The manual copying of works of art has probably existed since there were works of art themselves. Movable type made the copying of the written word affordable and swift. The technologies of photographic reproduction radically accelerated the copying of images, disseminating low-cost pictures globally. We have reached a watershed moment with the arrival and ever accelerating development of digital computation. In the past thirty years, internet culture fostered by the ubiquity of personal computing has propagated the social expectation of free (or nearly free) copying, resulting in radical transformations to the culture industry. In the latest development (which builds unmistakably upon the previous), computer programs freely generate complex and novel texts, sounds, and images based on relatively minimal initial human input. This art-historical moment, while long predicted by technologists and media theorists, has nevertheless arrived somewhat ahead of schedule. The crisis of authenticity, one of the theoretical hallmarks of what was called postmodern art, thus returns to the stage with new intensity.
The questions posed by these two works are broadly disquieting. What is authorship? How do the geneses of digital and analog works inform their reception? What are the future domains of expression, originality, provenance, and meaning in a globally networked world?
Kim Schoen’s work in video installation, photography, and text engages the rhetoric of display. Her absurdist, experimental approach takes on objects and language that try to persuade or convince us of something, using them as raw materials to say something new.
Kim Schoen (b. Princeton) received her MFA in Photography from CalArts in 2005, and her Mphil from The Royal College of Art in 2008. Her work has been exhibited at LACMA; MMoCA; BAM, Brooklyn, New York; Edith-Russ-Haus für Medienkunst, Kleine Humboldt Galerie, Germany; Museo di Arte Contemporanea di Roma; Whitechapel Gallery, South London Gallery, and MOT International, London; The California Museum of Photography, Moskowitz Bayse Gallery, Young Projects and Richard Telles Fine Art, Los Angeles. Her work is included in private and public collections, and has been written about in Artforum, Mousse, Art in America, The Los Angeles Times, and Hotshoe International. Her own writing (‘Cracking Walnuts: Nonsense and Repetition in Video Art’, ’The Serial Attitude Redux', 'The Expansion of the Instant: Photography, Anxiety, Infinity') can be found in X-TRA Contemporary Art Quarterly. Kim is also the co-founder, publisher and editor of MATERIAL, a journal of writing by artists.
Benjamin Lord’s work explores the poetics of the mediated subject, with a particular regard for the relationship between photography and fiction. Spanning the techniques of printmaking, sculpture, drawing, the artist’s book, and the occasional performance, his work often presents situations in which old and new worldviews intertwine or collide, with harmonious, comic, or tragic results.

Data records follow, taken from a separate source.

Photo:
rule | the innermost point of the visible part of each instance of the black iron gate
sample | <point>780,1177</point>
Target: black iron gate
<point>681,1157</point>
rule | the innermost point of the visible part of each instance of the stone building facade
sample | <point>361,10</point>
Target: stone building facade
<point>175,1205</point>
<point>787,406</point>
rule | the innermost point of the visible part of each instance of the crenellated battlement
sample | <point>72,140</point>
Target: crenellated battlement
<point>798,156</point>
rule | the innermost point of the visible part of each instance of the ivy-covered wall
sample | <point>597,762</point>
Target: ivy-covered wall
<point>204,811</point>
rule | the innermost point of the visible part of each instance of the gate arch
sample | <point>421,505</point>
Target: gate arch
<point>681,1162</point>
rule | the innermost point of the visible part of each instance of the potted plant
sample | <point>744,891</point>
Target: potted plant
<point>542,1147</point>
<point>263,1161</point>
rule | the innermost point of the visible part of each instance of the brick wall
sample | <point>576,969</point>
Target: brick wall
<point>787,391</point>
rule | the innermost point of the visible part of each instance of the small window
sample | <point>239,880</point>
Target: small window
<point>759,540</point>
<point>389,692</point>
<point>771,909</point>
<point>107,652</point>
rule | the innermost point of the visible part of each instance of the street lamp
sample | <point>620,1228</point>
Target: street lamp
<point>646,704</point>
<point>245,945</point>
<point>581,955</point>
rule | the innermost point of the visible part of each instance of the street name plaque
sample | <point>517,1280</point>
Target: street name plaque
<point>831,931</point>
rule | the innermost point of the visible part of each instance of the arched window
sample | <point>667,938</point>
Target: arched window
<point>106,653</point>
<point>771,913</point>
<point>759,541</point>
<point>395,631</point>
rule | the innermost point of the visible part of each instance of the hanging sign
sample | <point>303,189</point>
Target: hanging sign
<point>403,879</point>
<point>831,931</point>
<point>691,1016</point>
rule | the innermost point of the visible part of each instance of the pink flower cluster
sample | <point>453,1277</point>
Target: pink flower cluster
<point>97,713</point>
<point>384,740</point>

Lord began as a painter, studying at the University of Chicago with Vera Klement. He began making large photographic prints after college, in the early days of ubiquitous digital image editing. He received his MFA at UCLA. He has since exhibited his work internationally. His work is in major public collections including the Museum of Modern Art, the Walker Art Center, and the Los Angeles County Museum. He lives and works in Los Angeles.